In ETL Optimisation: Part 2 – Transformation, I looked at the Transformation process and simple ways of optimising it.
In this part, I’m going to look at optimising the Load process:
Consider the Location of the Source Relative to the Destination
To avoid repetition, the same arguments hold true for the destination as much as they do for the source. See ETL Optimisation – Part 1: Transformation where this is discussed in detail.
File destinations are normally destinations where the data will be picked up for subsequent processing into another system, or for subsequent processing by another stage of the system being developed.
As a general rule, the speed with which a file format can be outputted depends upon the complexity of the processing required to format the data. Therefore it’s not surprising that:
- Outputting the data to a file in the native format of the ETL tool is faster than any other format.
- Tabular formats output faster than hierarchical formats.
- Re-encoding the output from the native encoding incurs an overhead.
- Dual-byte character encoding (e.g. Unicode) is slower and twice the size of single-byte character encoding (e.g. ASCII, ISO-88591-1, etc).

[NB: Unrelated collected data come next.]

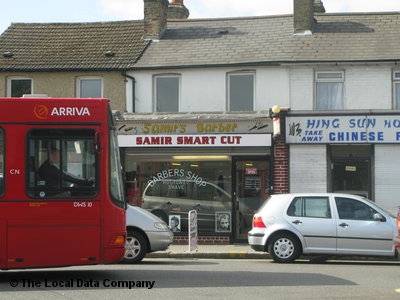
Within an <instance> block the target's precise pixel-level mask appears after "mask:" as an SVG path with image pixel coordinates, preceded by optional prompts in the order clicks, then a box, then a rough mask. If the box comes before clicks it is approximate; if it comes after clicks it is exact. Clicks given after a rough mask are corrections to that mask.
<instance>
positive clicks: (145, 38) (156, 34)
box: [143, 0, 168, 40]
mask: <svg viewBox="0 0 400 300" xmlns="http://www.w3.org/2000/svg"><path fill="white" fill-rule="evenodd" d="M143 2H144V37H145V39H149V40H158V39H160V38H161V36H162V34H163V33H164V31H165V30H166V29H167V9H168V0H143Z"/></svg>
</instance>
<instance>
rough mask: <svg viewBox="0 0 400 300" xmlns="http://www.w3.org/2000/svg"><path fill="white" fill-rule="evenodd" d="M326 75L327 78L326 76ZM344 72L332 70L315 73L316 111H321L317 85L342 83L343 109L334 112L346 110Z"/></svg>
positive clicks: (314, 103) (337, 70) (315, 103)
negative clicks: (319, 105) (317, 90)
mask: <svg viewBox="0 0 400 300" xmlns="http://www.w3.org/2000/svg"><path fill="white" fill-rule="evenodd" d="M329 74H332V75H334V74H337V75H339V76H338V77H336V76H329ZM319 75H323V76H322V77H320V76H319ZM324 75H325V76H324ZM344 79H345V78H344V71H342V70H330V71H316V72H315V84H314V95H315V96H314V98H315V101H314V109H315V110H321V109H318V108H317V100H318V99H317V84H318V83H323V82H325V83H342V95H341V106H342V107H341V108H337V109H336V108H335V109H332V110H344V109H345V103H344V88H345V86H344V83H345V81H344Z"/></svg>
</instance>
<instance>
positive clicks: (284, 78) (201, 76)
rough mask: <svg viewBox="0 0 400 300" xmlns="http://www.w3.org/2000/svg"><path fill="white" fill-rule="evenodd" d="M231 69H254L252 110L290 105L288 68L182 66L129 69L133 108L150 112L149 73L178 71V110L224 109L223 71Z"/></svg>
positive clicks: (150, 97)
mask: <svg viewBox="0 0 400 300" xmlns="http://www.w3.org/2000/svg"><path fill="white" fill-rule="evenodd" d="M234 71H255V74H256V75H255V86H256V91H255V98H256V99H255V103H254V106H255V110H257V111H261V110H268V109H269V108H270V107H272V106H274V105H280V106H282V107H288V106H289V105H290V101H289V88H288V86H289V71H288V69H285V68H268V67H259V68H254V69H239V68H238V69H236V68H210V69H184V70H167V71H165V72H153V71H141V72H131V73H130V74H129V75H131V76H133V77H135V80H136V86H135V89H136V101H135V106H136V112H139V113H149V112H153V101H154V100H153V94H154V91H153V76H154V75H160V74H180V76H181V99H180V111H181V112H224V111H226V99H227V96H226V94H227V83H226V80H227V73H229V72H234ZM128 85H129V83H128ZM129 89H131V87H130V86H129V87H128V86H127V91H128V90H129ZM130 94H131V93H130ZM130 94H129V95H130ZM127 102H128V107H131V106H129V103H130V102H131V99H127Z"/></svg>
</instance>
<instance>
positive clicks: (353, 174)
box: [330, 145, 373, 200]
mask: <svg viewBox="0 0 400 300" xmlns="http://www.w3.org/2000/svg"><path fill="white" fill-rule="evenodd" d="M371 151H372V149H371V146H358V145H346V146H331V147H330V157H331V190H332V192H342V193H349V194H356V195H360V196H363V197H366V198H369V199H371V200H372V199H373V195H372V188H371V186H372V184H371Z"/></svg>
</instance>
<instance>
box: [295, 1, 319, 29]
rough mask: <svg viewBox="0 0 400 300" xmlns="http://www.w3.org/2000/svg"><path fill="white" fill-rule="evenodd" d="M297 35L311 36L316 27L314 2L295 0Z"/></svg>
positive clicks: (295, 12) (309, 1)
mask: <svg viewBox="0 0 400 300" xmlns="http://www.w3.org/2000/svg"><path fill="white" fill-rule="evenodd" d="M293 26H294V34H295V35H311V34H312V31H313V26H314V0H293Z"/></svg>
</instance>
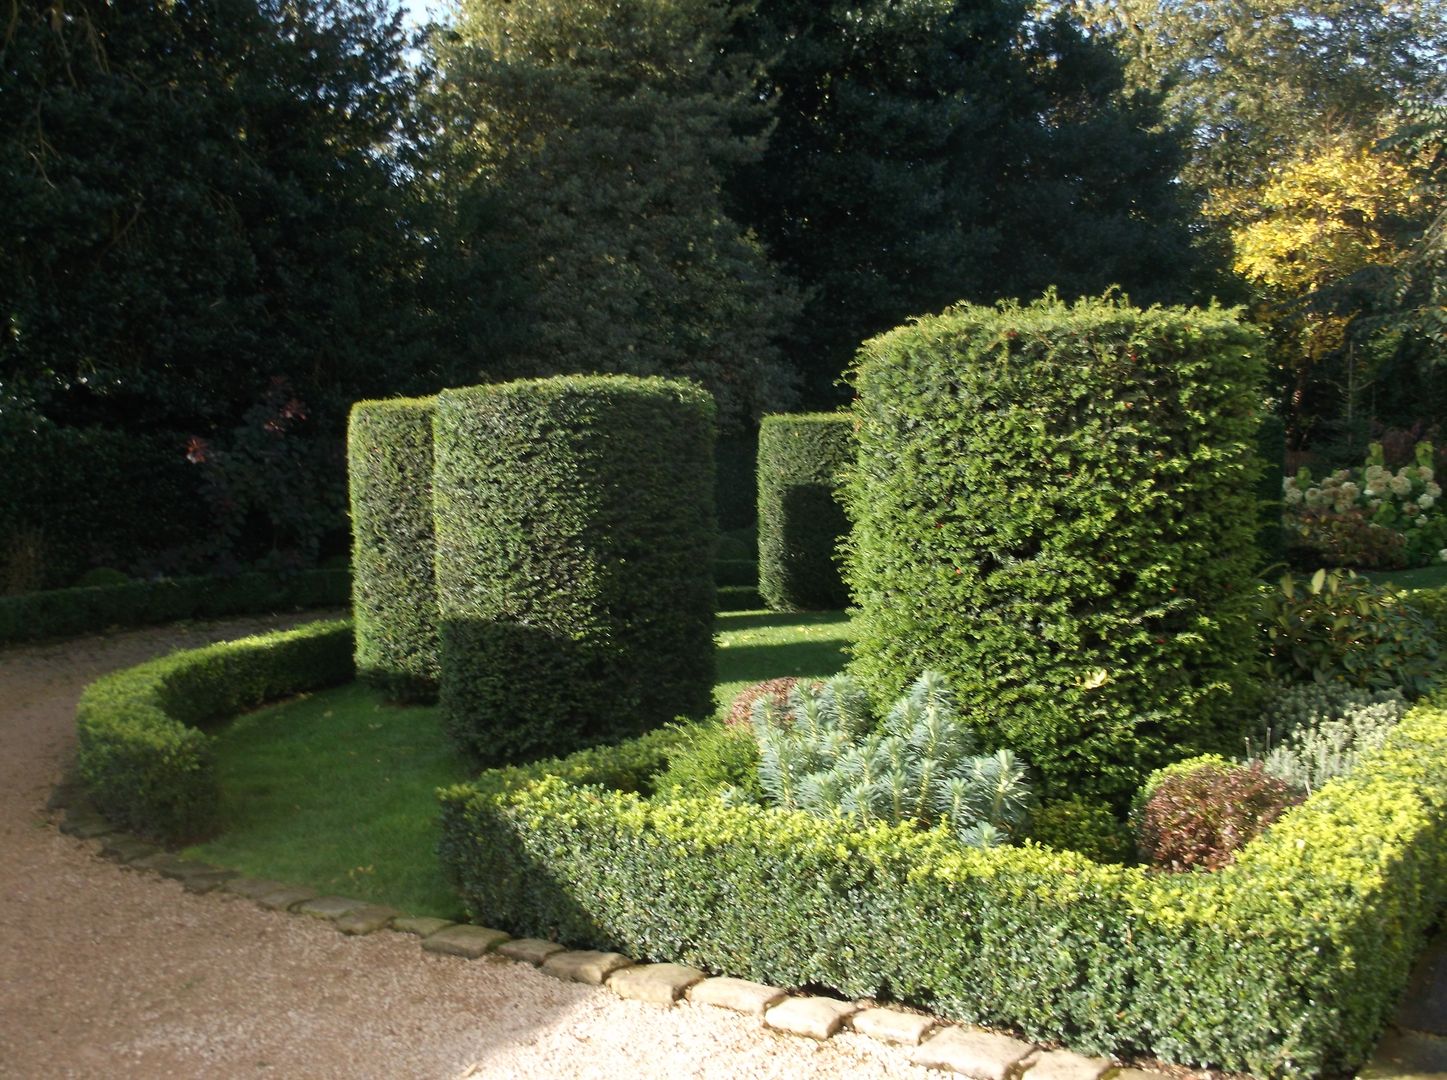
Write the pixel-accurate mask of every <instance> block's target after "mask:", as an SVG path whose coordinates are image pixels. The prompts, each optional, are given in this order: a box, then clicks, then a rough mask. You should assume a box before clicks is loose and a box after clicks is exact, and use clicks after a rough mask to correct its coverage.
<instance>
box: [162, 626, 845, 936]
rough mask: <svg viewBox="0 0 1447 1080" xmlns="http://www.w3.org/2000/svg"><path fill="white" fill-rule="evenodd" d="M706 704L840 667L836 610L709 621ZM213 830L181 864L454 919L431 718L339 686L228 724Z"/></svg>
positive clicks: (438, 712) (436, 739) (219, 740)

You may be constrained in your choice of output formats by either business requirements or technical constraints.
Choice of Driver
You may have a choice of database driver available to your ETL tool. For optimal speed, choose a database-specific driver (e.g. SQL Server Native Client) over a generic driver (e.g. a driver for ODBC data sources). Specific drivers will offer you advanced options for configuration and may expose specific high-speed bulk-loading interfaces inherent in the underlying database.
Where a driver exposes a bulk-loading interface, use it! Note that many of these bulk-loading interfaces only reveal their full potential when the ETL process is executing on the machine on which the database is present. This is because the bulk-loading capability far outstrips the ability of many networks to deliver data.
Depending upon your target database, there may be additional options (such as the ability to lock the entire destination table for the duration of load, or to load data with a minimal of journalled logging). Take the time to understand what options are available to your bulk-loading mechanism and whether each is suitable to your scenario and goal.
If the target table is sorted by means of a clustered index, then it may be possible to insert data far faster by pre-sorting the data to be loaded and providing a hint to the bulk loading mechanism to indicate that the data is pre-sorted.
It is often the case that a source and destination are on different machines. In this case, it may be worthwhile formatting the data to be loaded into the ETL tool’s specific binary file format on the source machine, transferring the binary file to the destination machine and loading the destination using an ETL process executing locally on the destination machine.
Yet another technique is the use of parallel bulk-loading. For this to work effectively, there must be minimal contention on any shared resource that is consumed by bulk-loading processes executing in parallel. This is sometimes quite complex to achieve where parallel loads are loading into the same table, as their may be contention on certain parts of the target table’s underlying resources. Frequently, there may be contention on the target table’s indexes, or the table itself. In this case, you may want to minimise and/or disable or remove the indexing for the duration of the load, re-enabling/redefining the indexing after the load.